Sovereign Support Grant
The proposed change in the form of public handouts was announced in October. Chancellor George Osborne said the feudal family would be allowed 15% of the Estate’s profits by means of a "Sovereign Support Grant", in place of the current annual handouts known as the "Civil List". He described the 15% Windsor cut of Estate income as "an indicative figure" and said there would be safeguards to limit the family's income. The National Audit Office will also be able to examine the new grant.
But this form of handout would end the current limited public scrutiny of the Windsor finances that their dependence on the "civil list" grants gives. According to the Daily Mail it will send £68m a year streaming into the family's bank account. If present trends continue they would also be guaranteed an annual increase".

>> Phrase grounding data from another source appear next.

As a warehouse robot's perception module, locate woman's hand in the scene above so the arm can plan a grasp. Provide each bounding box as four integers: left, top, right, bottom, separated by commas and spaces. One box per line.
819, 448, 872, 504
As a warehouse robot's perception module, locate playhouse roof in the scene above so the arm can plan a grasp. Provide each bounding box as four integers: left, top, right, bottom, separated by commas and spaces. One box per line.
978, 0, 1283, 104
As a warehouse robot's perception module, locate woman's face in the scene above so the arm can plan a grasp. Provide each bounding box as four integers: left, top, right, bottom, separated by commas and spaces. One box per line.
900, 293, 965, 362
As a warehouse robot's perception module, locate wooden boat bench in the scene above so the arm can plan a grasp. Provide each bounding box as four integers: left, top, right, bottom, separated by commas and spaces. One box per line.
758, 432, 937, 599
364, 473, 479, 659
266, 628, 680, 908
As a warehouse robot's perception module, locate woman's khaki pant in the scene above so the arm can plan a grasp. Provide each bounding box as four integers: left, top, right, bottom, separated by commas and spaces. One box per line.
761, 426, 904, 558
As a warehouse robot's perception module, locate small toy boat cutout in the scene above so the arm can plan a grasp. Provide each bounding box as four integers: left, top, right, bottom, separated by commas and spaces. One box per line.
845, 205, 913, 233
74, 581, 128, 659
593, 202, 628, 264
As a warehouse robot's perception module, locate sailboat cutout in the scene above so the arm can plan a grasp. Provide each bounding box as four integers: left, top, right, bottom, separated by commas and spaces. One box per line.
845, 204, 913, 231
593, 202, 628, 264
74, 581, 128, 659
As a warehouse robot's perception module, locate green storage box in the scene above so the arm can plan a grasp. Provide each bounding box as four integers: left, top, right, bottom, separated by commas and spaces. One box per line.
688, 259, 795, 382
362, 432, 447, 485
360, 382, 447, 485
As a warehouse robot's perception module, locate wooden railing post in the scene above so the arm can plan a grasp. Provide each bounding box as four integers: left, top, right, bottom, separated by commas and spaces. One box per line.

The huge size of the payments would result from the development of offshore wind farms. The seabed on which they will be based is public property owned by the Crown Estate. Wind farm owners pay the Estate a fee to run cables across the seabed and a percentage of the income from electricity generation.
Doubling Their Money
The Estate says that its profits from the wind farms could reach £100m a year, giving £15m annually to the family. However, industry experts told the Mail that by 2020 income could reach £250m, £37.5 of which would be passed on to the Windsors. In total their 15% of Crown Estate profits would amount to £68m, more than double their current handout.
This Windsor triumph has taken Britain backwards, further away from a break with the feudal past, further away from fully democratic institutions and further away from a democratic society. Mr. Windsor will be freer to use his privileged potion to advance his prejudices, which in the past have prevented modern architecture and promoted homoeopathic remedies at the expense of taxpayers.
The Windsors will be potentially much richer, in a stronger position to claim that they pay their own way, and able to increase their freedom to put pressure on the government with less worrying that parliament might rein them in.
As Britain has no written constitution, and effectively therefore, no constitution of any reliability, challenging constitutional attacks such as this is particularly difficult. The only safeguard is a legislature occupied by legislators who have sworn allegiance to the Windsor family.